Wednesday, June 1, 2011

5 Steps to using Price Advice to Bid on Auctions

By providing you with pricing information on used items, our goal at Price Advice is to save you money.  Since many used items are sold on auction sites like eBay, it would be helpful to understand how you can use Price Advice to bid and fetch the best possible price.
  1. Use the search tool.  Type in what you are looking for.  You can be specific or generic.  For example, you can type in “Rolex” and get a listing of all Rolex watches, or you can type in “Rolex Submariner” and only get a listing for that subset within the Rolex brand.  Alternatively, you can search by category by selecting one of the tabs in the upper left corner.

    1. Refine your search.  Once you have a list of items, you can further refine your search by price (using the sliding price bar), brand or other criteria in the vertical blue bar on the left of the screen.  Each product category will have different refinement criteria unique to its characteristics.
    1. Take note of the market price.  Price Advice has scoured closed transactions across the web to determine the estimated selling price for every item on our site.  That is the price you should expect to pay for the item.  It is a good jumping off point for setting your top dollar price.  For example, let’s say you want to buy a used iPad 2 with 32GB of storage and the market price is $432.  You can set your budget for $432 and then search for auctions below that price point or very close to that price point.


    1. Use the bell curve to determine the lowest possible price.  Sometimes the current auction price will be much, much lower than the market price.  This gives the illusion that the item is a steal, however, the current auction price is not the price you will necessarily pay.  That price isn’t fixed until the auction closes, which could be several days away.
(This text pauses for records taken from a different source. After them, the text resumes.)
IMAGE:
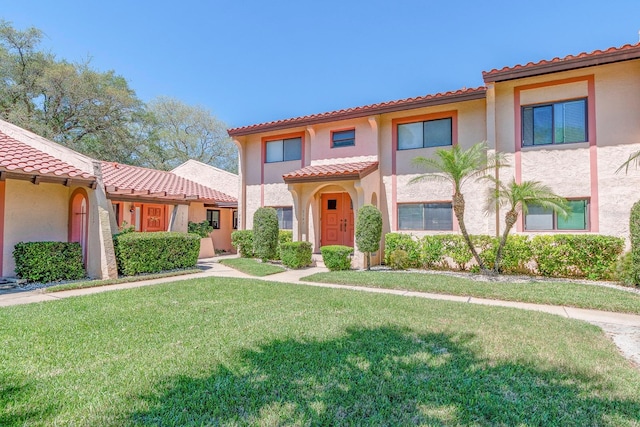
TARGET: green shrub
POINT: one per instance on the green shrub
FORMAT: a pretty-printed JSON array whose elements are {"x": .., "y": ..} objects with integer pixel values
[
  {"x": 242, "y": 240},
  {"x": 625, "y": 271},
  {"x": 48, "y": 261},
  {"x": 457, "y": 250},
  {"x": 368, "y": 231},
  {"x": 399, "y": 260},
  {"x": 407, "y": 243},
  {"x": 153, "y": 252},
  {"x": 336, "y": 257},
  {"x": 577, "y": 255},
  {"x": 516, "y": 255},
  {"x": 295, "y": 254},
  {"x": 284, "y": 236},
  {"x": 634, "y": 231},
  {"x": 202, "y": 229},
  {"x": 265, "y": 233},
  {"x": 431, "y": 251}
]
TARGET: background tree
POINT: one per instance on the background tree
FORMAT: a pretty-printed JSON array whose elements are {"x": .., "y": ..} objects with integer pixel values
[
  {"x": 458, "y": 166},
  {"x": 518, "y": 198},
  {"x": 179, "y": 132},
  {"x": 368, "y": 231}
]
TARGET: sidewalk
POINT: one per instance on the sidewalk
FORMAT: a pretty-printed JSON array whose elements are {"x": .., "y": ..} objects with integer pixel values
[{"x": 623, "y": 329}]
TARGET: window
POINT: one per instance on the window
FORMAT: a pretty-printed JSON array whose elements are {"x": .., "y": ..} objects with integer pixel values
[
  {"x": 285, "y": 218},
  {"x": 557, "y": 123},
  {"x": 213, "y": 217},
  {"x": 541, "y": 219},
  {"x": 284, "y": 150},
  {"x": 343, "y": 138},
  {"x": 425, "y": 216},
  {"x": 431, "y": 133}
]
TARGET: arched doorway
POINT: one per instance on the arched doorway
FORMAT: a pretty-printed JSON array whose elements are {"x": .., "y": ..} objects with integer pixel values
[
  {"x": 79, "y": 219},
  {"x": 336, "y": 219}
]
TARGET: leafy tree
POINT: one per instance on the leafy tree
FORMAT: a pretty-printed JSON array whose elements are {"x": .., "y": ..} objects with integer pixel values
[
  {"x": 458, "y": 166},
  {"x": 72, "y": 104},
  {"x": 176, "y": 132},
  {"x": 368, "y": 231},
  {"x": 518, "y": 198},
  {"x": 265, "y": 233}
]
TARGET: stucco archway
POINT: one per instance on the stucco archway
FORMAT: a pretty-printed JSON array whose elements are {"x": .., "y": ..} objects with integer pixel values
[{"x": 79, "y": 219}]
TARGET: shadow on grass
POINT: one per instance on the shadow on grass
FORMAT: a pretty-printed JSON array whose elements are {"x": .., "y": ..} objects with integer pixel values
[
  {"x": 383, "y": 376},
  {"x": 15, "y": 406}
]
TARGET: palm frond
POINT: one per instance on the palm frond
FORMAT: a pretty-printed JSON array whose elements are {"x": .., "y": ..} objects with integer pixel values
[{"x": 633, "y": 158}]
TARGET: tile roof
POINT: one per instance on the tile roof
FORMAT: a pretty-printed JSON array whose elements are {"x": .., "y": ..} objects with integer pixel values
[
  {"x": 366, "y": 110},
  {"x": 570, "y": 62},
  {"x": 340, "y": 171},
  {"x": 141, "y": 182},
  {"x": 20, "y": 158}
]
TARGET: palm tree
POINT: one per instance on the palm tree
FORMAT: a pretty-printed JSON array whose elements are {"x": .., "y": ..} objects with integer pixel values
[
  {"x": 633, "y": 158},
  {"x": 517, "y": 198},
  {"x": 458, "y": 166}
]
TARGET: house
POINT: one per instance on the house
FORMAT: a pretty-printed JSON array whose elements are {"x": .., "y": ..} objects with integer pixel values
[
  {"x": 153, "y": 200},
  {"x": 567, "y": 122},
  {"x": 49, "y": 192}
]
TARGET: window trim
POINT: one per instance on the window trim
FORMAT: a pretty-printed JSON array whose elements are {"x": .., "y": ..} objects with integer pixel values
[
  {"x": 555, "y": 229},
  {"x": 552, "y": 104},
  {"x": 284, "y": 207},
  {"x": 211, "y": 221},
  {"x": 452, "y": 114},
  {"x": 431, "y": 202},
  {"x": 341, "y": 145},
  {"x": 266, "y": 141}
]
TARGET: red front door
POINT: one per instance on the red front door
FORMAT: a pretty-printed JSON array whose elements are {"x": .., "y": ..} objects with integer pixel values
[{"x": 337, "y": 219}]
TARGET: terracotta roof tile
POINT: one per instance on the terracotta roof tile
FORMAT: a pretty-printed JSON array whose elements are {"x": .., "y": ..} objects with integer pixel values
[
  {"x": 584, "y": 59},
  {"x": 366, "y": 110},
  {"x": 120, "y": 179},
  {"x": 18, "y": 157},
  {"x": 336, "y": 171}
]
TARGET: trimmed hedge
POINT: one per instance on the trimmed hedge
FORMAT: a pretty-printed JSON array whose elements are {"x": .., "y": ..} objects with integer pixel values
[
  {"x": 560, "y": 255},
  {"x": 242, "y": 240},
  {"x": 295, "y": 254},
  {"x": 336, "y": 257},
  {"x": 154, "y": 252},
  {"x": 48, "y": 261}
]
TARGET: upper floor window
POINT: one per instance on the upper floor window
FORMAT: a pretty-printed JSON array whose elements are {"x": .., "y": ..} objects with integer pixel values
[
  {"x": 541, "y": 219},
  {"x": 430, "y": 133},
  {"x": 425, "y": 216},
  {"x": 343, "y": 138},
  {"x": 556, "y": 123},
  {"x": 213, "y": 217},
  {"x": 284, "y": 150}
]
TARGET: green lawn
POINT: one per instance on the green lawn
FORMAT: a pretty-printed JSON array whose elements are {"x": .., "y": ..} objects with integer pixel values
[
  {"x": 246, "y": 352},
  {"x": 252, "y": 266},
  {"x": 539, "y": 292}
]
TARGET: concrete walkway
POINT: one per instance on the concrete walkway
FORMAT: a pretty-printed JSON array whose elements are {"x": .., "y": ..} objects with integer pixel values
[{"x": 623, "y": 329}]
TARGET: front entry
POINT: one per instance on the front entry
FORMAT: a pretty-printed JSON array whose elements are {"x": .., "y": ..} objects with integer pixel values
[{"x": 337, "y": 219}]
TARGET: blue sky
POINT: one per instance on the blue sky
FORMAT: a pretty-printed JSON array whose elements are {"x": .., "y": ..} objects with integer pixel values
[{"x": 255, "y": 61}]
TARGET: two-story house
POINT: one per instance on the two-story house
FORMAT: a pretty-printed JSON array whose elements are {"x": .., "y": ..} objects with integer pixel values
[{"x": 569, "y": 123}]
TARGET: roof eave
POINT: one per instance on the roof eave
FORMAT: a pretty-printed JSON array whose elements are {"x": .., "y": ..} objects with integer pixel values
[
  {"x": 470, "y": 95},
  {"x": 554, "y": 67}
]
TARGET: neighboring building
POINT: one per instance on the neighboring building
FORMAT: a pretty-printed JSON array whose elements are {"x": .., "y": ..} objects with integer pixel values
[
  {"x": 569, "y": 123},
  {"x": 51, "y": 193},
  {"x": 153, "y": 200}
]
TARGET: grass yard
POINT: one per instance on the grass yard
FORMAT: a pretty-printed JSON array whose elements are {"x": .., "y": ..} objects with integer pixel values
[
  {"x": 246, "y": 352},
  {"x": 552, "y": 292},
  {"x": 252, "y": 266}
]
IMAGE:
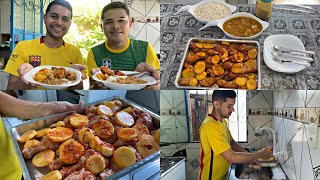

By reviewing the bell curve you can determine the lowest price your item has sold for and use that as an indictor of the best deal you can expect.  In the example below, the lowest price paid is $358 so expecting to pay $150 might not be realistic.  That doesn't mean that you can't still find a great deal below the average selling price of $459.

    1. Don’t bid to early.  As stated in Step Four, the final price of an item isn’t set until an auction closes.  If you see a great deal such as 50% off market price, the best strategy for winning that auction and keeping the price low is to not bid right away.  Instead, add the auction to your “watch list” and monitor the bid price.  As the auction close nears you can use the market price and lowest price data from Price Advice to determine how much you should or are willing to bid in the closing minutes of the auction.  Bidding in the final minutes of an auction is called sniping.  Using Price Advice to snipe will help you save money.